Dibandingkan dengan melakukan ekspor barang mentah, Bahlil mendorong para pelaku usaha untuk berinvestasi dalam pembangunan fasilitas hilirisasi di dalam negeri. Pemerintah berkomitmen untuk memberikan dukungan dan insentif bagi para investor yang berminat untuk mengembangkan industri pengolahan timah di Indonesia.

"Silakan teman-teman membangun investasi hilirisasi di dalam negeri," sambung Bahlil.

Implikasi dan Tantangan Hilirisasi Timah

Kebijakan penghentian ekspor timah dan fokus pada hilirisasi memiliki implikasi yang signifikan bagi berbagai pihak, termasuk pelaku usaha pertambangan, industri pengolahan, dan pemerintah. Kebijakan ini dapat mendorong investasi baru di sektor pengolahan timah, menciptakan lapangan kerja, dan meningkatkan pendapatan negara. Namun, kebijakan ini juga dapat menimbulkan tantangan, seperti kebutuhan akan investasi yang besar, ketersediaan teknologi yang memadai, dan pengembangan sumber daya manusia yang kompeten.

Salah satu tantangan utama adalah memastikan bahwa transisi menuju hilirisasi berjalan lancar dan tidak mengganggu pasokan timah ke pasar global. Pemerintah perlu bekerja sama dengan para pelaku usaha pertambangan untuk memastikan bahwa mereka memiliki waktu yang cukup untuk menyesuaikan diri dengan kebijakan baru dan membangun fasilitas pengolahan timah yang memadai.

Selain itu, pemerintah juga perlu memberikan dukungan dan insentif bagi para investor yang berminat untuk mengembangkan industri pengolahan timah di Indonesia. Insentif ini dapat berupa keringanan pajak, kemudahan perizinan, dan dukungan infrastruktur.
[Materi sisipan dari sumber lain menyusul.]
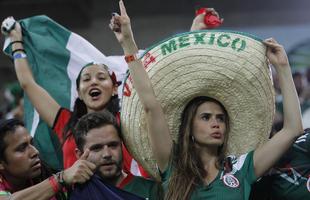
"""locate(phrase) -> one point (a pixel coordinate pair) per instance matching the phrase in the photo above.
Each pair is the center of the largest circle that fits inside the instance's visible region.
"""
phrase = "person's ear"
(115, 90)
(78, 153)
(2, 165)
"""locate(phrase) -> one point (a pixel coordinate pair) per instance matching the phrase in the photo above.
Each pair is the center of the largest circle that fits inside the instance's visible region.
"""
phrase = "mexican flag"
(56, 56)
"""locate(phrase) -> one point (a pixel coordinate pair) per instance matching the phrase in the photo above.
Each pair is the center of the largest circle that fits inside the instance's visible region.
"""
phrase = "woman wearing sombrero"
(196, 166)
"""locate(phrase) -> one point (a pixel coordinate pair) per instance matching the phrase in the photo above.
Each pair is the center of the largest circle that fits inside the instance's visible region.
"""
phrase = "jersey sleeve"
(244, 165)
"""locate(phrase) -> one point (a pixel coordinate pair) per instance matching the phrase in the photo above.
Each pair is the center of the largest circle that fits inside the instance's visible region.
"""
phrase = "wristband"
(16, 50)
(130, 58)
(19, 55)
(60, 178)
(54, 184)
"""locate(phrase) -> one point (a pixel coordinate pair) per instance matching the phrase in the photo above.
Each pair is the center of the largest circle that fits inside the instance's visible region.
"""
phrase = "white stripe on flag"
(81, 53)
(35, 122)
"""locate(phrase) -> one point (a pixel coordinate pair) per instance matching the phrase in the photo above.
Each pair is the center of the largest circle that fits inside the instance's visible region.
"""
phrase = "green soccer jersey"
(235, 185)
(141, 187)
(291, 178)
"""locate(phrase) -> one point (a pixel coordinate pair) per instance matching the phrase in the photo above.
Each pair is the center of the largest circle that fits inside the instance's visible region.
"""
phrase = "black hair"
(80, 108)
(9, 126)
(91, 121)
(6, 127)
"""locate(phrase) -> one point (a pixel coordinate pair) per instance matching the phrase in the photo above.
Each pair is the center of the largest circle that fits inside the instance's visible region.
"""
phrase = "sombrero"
(228, 66)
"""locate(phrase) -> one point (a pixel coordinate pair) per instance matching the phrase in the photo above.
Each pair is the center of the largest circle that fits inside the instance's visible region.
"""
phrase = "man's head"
(19, 159)
(100, 133)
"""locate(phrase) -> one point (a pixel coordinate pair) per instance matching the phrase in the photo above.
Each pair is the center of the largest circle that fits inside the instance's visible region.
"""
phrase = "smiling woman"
(97, 89)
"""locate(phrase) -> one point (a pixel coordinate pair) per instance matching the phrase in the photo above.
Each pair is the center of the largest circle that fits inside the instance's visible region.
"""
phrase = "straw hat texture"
(228, 66)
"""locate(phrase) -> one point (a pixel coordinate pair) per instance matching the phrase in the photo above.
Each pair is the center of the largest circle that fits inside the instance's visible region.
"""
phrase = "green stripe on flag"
(45, 43)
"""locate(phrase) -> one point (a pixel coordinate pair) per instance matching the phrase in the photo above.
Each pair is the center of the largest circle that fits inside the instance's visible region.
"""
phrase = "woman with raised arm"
(195, 167)
(97, 90)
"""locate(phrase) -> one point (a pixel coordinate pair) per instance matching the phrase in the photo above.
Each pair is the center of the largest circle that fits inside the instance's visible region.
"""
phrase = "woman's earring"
(193, 139)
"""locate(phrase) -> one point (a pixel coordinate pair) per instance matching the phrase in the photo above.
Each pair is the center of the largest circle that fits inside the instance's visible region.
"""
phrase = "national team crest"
(231, 181)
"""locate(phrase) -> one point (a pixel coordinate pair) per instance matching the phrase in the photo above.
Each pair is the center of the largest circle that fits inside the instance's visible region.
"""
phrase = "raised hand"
(120, 24)
(276, 53)
(198, 22)
(80, 171)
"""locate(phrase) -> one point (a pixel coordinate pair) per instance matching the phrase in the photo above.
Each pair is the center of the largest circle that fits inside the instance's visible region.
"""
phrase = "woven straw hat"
(228, 66)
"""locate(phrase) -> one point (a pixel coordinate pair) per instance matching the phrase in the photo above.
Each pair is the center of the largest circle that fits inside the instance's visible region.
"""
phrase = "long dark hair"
(80, 107)
(188, 171)
(9, 126)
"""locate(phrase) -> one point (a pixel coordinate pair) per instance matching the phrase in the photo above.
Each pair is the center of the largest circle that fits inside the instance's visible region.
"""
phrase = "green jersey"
(234, 185)
(290, 178)
(140, 186)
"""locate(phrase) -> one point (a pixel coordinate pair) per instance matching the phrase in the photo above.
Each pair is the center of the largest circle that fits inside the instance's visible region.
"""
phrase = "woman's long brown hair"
(188, 171)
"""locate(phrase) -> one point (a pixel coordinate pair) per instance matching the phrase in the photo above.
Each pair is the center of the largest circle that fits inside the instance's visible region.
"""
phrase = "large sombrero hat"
(228, 66)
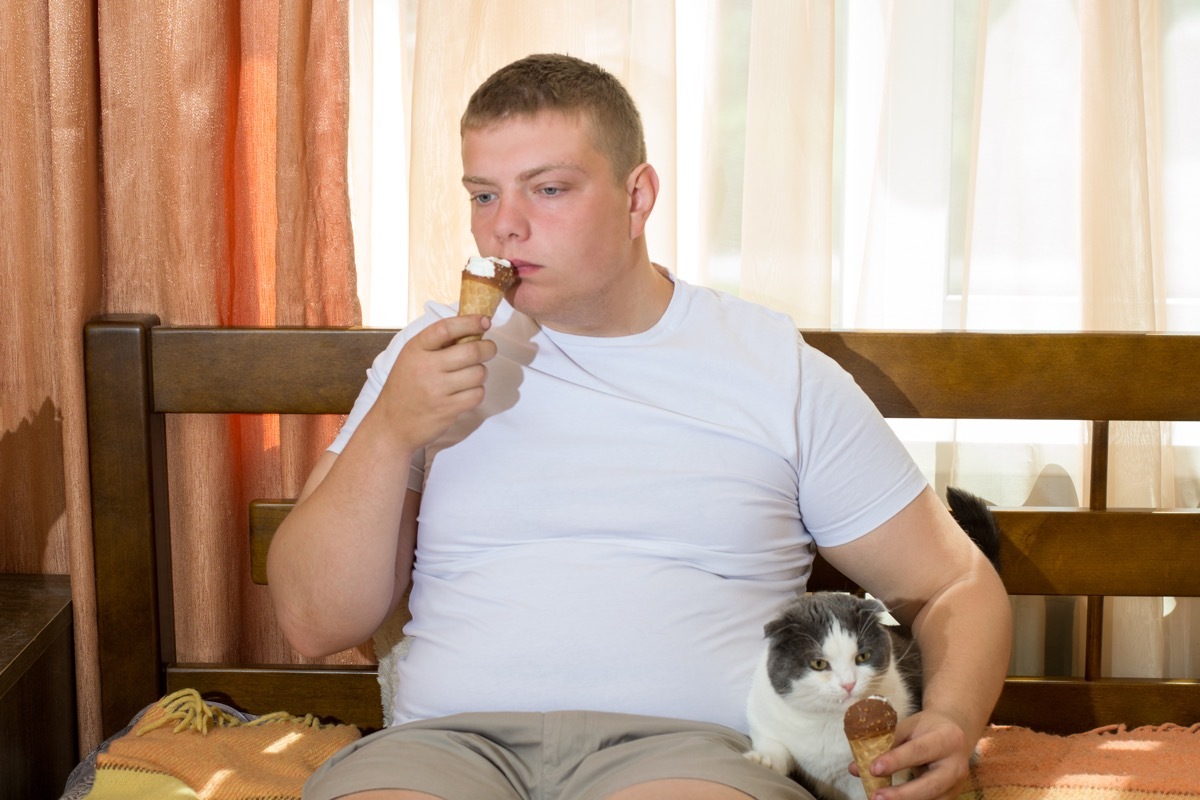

Pengembangan sumber daya manusia yang kompeten juga merupakan kunci keberhasilan hilirisasi timah. Pemerintah perlu bekerja sama dengan lembaga pendidikan dan pelatihan untuk mengembangkan program-program yang relevan dengan kebutuhan industri pengolahan timah.

Kesimpulan

Kebijakan penghentian ekspor timah dan fokus pada hilirisasi merupakan langkah strategis yang dapat memberikan manfaat yang signifikan bagi perekonomian Indonesia. Dengan membangun industri pengolahan timah di dalam negeri, Indonesia dapat meningkatkan nilai tambah komoditas tersebut, menciptakan lapangan kerja, dan meningkatkan pendapatan negara. Namun, untuk mencapai keberhasilan hilirisasi timah, diperlukan kerja sama yang erat antara pemerintah, pelaku usaha pertambangan, industri pengolahan, dan lembaga pendidikan. Pemerintah perlu memberikan dukungan dan insentif bagi para investor, memastikan transisi yang lancar, dan mengembangkan sumber daya manusia yang kompeten. Dengan demikian, Indonesia dapat menjadi pemain utama dalam industri timah global dan menikmati manfaat ekonomi yang lebih besar dari sumber daya alamnya.